If you would have a singleton bean that is lazy and that bean isn't directly used nothing would happen as soon as you would retrieve the bean using for instance getBean on the application context an instance would be created, dependencies get wired, BeanPostProcessors get applied etc.
This is the same for each and every type of bean it will be processed as soon as it is created not before that.
Now to answer your question a prototype bean is a prototype bean so yes you will receive fresh instances with each call to getBean.
Adding more explanation to #Mark Laren's answer.
As explained in Spring 4.1.6 docs
In most application scenarios, most beans in the container are
singletons.
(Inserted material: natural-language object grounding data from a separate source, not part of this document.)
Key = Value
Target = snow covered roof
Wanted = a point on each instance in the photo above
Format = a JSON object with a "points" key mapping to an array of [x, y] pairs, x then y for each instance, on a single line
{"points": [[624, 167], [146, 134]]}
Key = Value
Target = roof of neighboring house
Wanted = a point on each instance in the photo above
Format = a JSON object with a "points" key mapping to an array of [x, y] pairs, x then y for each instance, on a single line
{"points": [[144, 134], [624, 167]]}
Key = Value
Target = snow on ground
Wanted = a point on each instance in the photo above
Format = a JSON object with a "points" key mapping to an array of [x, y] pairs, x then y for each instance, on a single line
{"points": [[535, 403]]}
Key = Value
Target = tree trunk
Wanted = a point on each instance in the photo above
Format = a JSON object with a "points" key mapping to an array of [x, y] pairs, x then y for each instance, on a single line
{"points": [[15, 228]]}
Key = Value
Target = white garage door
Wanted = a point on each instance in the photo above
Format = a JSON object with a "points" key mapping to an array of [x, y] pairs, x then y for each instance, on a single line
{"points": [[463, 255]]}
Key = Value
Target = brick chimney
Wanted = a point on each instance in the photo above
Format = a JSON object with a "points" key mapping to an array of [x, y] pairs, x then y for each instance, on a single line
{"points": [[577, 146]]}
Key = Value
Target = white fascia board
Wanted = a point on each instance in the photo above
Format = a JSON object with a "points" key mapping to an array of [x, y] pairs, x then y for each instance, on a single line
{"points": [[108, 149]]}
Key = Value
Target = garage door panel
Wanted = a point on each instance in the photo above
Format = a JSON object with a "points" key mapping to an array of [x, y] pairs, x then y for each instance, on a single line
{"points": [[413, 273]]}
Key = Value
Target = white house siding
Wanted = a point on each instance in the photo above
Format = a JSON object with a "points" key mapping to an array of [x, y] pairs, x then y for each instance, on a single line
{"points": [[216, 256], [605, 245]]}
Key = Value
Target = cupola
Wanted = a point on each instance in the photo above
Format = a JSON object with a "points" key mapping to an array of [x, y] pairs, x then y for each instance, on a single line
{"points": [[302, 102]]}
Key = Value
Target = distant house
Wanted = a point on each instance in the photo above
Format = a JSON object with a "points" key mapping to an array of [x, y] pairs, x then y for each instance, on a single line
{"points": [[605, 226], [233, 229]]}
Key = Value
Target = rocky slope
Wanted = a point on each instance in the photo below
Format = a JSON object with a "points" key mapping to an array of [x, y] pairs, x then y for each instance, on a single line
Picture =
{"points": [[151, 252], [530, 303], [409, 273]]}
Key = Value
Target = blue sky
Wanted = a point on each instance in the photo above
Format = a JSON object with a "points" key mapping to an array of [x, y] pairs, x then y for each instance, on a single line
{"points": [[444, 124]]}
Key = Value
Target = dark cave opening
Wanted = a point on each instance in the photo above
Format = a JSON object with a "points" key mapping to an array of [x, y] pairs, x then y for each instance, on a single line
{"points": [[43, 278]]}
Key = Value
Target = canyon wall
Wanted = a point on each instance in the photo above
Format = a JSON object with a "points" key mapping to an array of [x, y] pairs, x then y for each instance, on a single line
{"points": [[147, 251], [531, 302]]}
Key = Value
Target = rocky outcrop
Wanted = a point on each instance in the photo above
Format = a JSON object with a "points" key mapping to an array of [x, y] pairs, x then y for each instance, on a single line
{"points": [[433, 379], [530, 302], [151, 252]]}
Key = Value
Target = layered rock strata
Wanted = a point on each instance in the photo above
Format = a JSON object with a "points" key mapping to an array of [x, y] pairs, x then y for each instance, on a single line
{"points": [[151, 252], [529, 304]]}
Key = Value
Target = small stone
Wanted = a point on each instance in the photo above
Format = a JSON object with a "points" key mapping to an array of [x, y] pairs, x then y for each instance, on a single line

When a singleton bean needs to collaborate with another
singleton bean, or a non-singleton bean needs to collaborate with
another non-singleton bean, you typically handle the dependency by
defining one bean as a property of the other. A problem arises when
the bean lifecycles are different. Suppose singleton bean A needs to
use non-singleton (prototype) bean B, perhaps on each method
invocation on A. The container only creates the singleton bean A once,
and thus only gets one opportunity to set the properties. The
container cannot provide bean A with a new instance of bean B every
time one is needed.
Below approach will solve this problem, but this is not desirable because this code couples business code with Spring framework and violating IOC pattern. The following is an example of this approach:
// a class that uses a stateful Command-style class to perform some processing
package fiona.apple;
// Spring-API imports
import org.springframework.beans.BeansException;
import org.springframework.context.ApplicationContext;
import org.springframework.context.ApplicationContextAware;
public class CommandManager implements ApplicationContextAware {
private ApplicationContext applicationContext;
public Object process(Map commandState) {
// grab a new instance of the appropriate Command
Command command = createCommand();
// set the state on the (hopefully brand new) Command instance
command.setState(commandState);
return command.execute();
}
protected Command createCommand() {
// notice the Spring API dependency!
return this.applicationContext.getBean("command", Command.class);
}
public void setApplicationContext(
ApplicationContext applicationContext) throws BeansException {
this.applicationContext = applicationContext;
}
}
So, there are 2 desirable ways to solve this problem.
1. Using Spring's method injection
As name suggests, Spring will implement & inject our abstract method by using #Lookup annotation from Spring 4 or tag if you use xml version. Refer this DZone article.
By using #Lookup.
from Java Doc...
An annotation that indicates 'lookup' methods, to be overridden by the
container to redirect them back to the BeanFactory for a getBean call.
This is essentially an annotation-based version of the XML
lookup-method attribute, resulting in the same runtime arrangement.
Since:
4.1
#Component
public class MyClass1 {
doSomething() {
myClass2();
}
//I want this method to return MyClass2 prototype
#Lookup
public MyClass2 myClass2(){
return null; // No need to declare this method as "abstract" method as
//we were doing with earlier versions of Spring & <lookup-method> xml version.
//Spring will treat this method as abstract method and spring itself will provide implementation for this method dynamically.
}
}
The above example will create new myClass2 instance each time.
2. Using Provider from Java EE (Dependency Injection for Java (JSR 330)).
#Scope(BeanDefinition.SCOPE_PROTOTYPE)
#Component
public static class SomeRequest {}
#Service
public static class SomeService {
#Autowired
javax.inject.Provider<SomeRequest> someRequestProvider;
SomeRequest doSomething() {
return someRequestProvider.get();
}
}
The above example will create new SomeRequest instance each time.